Si Kanye West est aujourd’hui connu de dissidents français haïssant le hip-hop – il y en a –, ses positions polémiques sur fond d’antisémitisme et de complot juif global y sont pour beaucoup. L’intelligentsia mondialiste a eu beau lui faire payer ses saillies henryfordiennes au prix fort – lui confisquant ses réseaux, ses lingots, sa bimbo –, l’artiste n’en a jamais démordu. Multirécidiviste dans l’outrage à saint Shlomo, Ye ne revendique jamais autant sa liberté de parler qu’après une condamnation unanime de la Communauté. Celle-ci a eu beau l’ériger en incarnation quasi-biblique du mal outre-Atlantique, à l’instar de gens de la trempe de Trump, Ye continue de dire leurs quatre vérités à ses adversaires favoris.

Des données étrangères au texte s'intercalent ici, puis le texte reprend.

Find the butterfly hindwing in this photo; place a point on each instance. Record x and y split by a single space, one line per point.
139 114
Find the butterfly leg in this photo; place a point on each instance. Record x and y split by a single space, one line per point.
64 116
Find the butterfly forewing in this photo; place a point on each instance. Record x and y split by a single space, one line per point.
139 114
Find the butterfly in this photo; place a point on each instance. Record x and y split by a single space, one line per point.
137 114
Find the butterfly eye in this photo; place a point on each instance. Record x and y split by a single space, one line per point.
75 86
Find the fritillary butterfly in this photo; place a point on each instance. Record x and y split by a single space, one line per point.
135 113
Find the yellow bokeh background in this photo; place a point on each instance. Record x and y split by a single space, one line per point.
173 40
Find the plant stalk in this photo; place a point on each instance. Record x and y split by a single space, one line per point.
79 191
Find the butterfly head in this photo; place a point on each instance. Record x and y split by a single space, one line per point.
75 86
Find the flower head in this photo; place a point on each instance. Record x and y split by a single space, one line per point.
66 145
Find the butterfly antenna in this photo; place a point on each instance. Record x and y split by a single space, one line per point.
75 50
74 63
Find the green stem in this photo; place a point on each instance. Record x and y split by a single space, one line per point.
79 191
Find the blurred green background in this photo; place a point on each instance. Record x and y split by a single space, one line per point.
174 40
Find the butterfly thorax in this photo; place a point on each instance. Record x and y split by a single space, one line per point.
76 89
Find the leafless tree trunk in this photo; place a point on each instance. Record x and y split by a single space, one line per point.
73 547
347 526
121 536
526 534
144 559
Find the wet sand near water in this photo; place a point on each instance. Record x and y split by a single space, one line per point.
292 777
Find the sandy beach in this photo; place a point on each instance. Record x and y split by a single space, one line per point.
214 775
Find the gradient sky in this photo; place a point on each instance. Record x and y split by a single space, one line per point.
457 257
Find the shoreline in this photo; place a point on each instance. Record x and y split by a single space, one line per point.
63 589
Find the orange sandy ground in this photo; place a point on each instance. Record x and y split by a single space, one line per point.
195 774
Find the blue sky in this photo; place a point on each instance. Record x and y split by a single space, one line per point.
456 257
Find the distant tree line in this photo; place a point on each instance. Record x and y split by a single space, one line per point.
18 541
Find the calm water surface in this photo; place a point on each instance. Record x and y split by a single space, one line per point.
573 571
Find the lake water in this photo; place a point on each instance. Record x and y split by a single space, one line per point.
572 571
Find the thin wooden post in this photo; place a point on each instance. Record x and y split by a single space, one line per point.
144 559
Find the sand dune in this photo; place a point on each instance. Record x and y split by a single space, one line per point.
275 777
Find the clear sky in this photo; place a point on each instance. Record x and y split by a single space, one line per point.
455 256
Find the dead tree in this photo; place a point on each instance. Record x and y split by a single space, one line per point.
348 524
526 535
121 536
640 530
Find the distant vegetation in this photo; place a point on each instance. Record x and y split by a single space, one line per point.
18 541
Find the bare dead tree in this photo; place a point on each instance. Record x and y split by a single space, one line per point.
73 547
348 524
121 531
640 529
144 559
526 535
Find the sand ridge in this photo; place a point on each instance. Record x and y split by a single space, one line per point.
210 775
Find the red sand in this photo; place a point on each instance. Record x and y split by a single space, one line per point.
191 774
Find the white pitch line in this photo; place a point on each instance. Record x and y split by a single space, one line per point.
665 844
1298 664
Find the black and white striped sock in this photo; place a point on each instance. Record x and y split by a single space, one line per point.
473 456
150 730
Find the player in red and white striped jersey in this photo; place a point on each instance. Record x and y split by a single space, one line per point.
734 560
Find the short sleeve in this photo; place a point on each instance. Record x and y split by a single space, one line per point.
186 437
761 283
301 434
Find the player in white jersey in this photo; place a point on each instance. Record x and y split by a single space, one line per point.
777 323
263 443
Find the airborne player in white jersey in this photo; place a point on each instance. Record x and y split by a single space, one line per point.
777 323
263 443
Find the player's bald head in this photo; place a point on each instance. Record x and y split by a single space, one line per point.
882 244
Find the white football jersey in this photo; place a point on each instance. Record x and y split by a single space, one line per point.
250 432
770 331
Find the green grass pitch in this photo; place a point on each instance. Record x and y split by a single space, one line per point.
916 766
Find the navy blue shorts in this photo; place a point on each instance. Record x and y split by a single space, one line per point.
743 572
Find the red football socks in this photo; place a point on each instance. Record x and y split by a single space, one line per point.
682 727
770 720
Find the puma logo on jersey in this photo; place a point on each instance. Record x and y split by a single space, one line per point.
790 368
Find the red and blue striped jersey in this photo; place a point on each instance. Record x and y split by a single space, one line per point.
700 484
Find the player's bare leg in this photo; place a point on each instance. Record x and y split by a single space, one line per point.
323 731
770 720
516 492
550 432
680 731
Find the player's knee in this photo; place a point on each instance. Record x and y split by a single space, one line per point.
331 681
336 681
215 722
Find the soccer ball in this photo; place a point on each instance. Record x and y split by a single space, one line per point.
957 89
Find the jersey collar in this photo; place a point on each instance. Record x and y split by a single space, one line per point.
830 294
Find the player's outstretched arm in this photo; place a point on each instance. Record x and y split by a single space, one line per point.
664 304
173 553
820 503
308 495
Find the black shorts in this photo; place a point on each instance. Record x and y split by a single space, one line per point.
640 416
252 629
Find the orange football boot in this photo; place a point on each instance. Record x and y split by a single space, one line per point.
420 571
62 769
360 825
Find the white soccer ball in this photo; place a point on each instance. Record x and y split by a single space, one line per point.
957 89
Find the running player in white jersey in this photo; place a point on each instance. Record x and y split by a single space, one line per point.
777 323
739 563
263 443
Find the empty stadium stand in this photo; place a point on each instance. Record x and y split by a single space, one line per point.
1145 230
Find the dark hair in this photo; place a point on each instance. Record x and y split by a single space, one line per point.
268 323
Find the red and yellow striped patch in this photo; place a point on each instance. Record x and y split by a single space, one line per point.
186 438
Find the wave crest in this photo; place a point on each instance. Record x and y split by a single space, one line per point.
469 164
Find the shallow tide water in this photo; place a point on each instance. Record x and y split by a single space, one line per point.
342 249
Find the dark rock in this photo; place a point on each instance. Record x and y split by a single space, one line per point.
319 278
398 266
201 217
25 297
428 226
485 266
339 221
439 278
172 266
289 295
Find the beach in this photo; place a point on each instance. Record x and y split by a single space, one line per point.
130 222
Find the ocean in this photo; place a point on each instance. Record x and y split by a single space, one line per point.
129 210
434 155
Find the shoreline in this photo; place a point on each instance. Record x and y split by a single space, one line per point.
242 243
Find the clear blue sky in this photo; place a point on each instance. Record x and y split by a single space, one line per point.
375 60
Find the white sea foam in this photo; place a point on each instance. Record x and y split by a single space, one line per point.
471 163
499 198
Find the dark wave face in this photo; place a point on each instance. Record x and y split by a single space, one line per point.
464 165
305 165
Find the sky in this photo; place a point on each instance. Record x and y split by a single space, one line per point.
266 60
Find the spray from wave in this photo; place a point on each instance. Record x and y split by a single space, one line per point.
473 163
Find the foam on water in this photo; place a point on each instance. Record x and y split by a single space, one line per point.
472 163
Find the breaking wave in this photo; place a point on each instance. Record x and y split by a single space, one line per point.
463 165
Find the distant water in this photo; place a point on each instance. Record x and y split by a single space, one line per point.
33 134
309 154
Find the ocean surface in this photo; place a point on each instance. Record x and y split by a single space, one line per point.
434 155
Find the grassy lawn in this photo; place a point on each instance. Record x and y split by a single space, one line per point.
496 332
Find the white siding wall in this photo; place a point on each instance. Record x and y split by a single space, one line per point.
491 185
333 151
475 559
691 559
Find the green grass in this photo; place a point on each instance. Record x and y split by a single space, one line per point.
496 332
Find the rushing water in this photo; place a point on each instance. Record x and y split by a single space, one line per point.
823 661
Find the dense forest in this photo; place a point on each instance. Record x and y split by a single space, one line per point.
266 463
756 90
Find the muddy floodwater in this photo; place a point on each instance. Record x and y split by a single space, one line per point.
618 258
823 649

Aussi, revenons sur la relation Kanye-Team Yavhé, en quelques moments-clés.
Ye et son Death Con 3
Le 8 octobre 2022, Ye déclare une guerre numérique à la communauté juive internationale [1]. Testant les censeurs de Twitter, le rappeur le plus subversif de l’histoire déterre la hache d’un message concis et plein de promesses : « Je suis un peu endormi ce soir, mais quand je me réveillerai, je ferai un death con 3 sur le PEUPLE JUIF ». Pour les non-initiés à l’art subtil de la phraséologie martiale étasunienne, Death Con 3 est un homonyme du terme Defcon 3 (Defense Readiness Condition n3), un niveau de préparation des forces armées utilisé en situation d’alerte. De quoi légitimement échauder les cibles engagées et leur faire craindre un holocauste par wifi interposé. Face à l’imminence du péril, les officines communautaires en appellent au bon cœur de tous et, moyennant quelque menace habilement proférée, obtiennent la suspension immédiate du compte de Ye. Certaines lamentations émeuvent mieux que d’autres.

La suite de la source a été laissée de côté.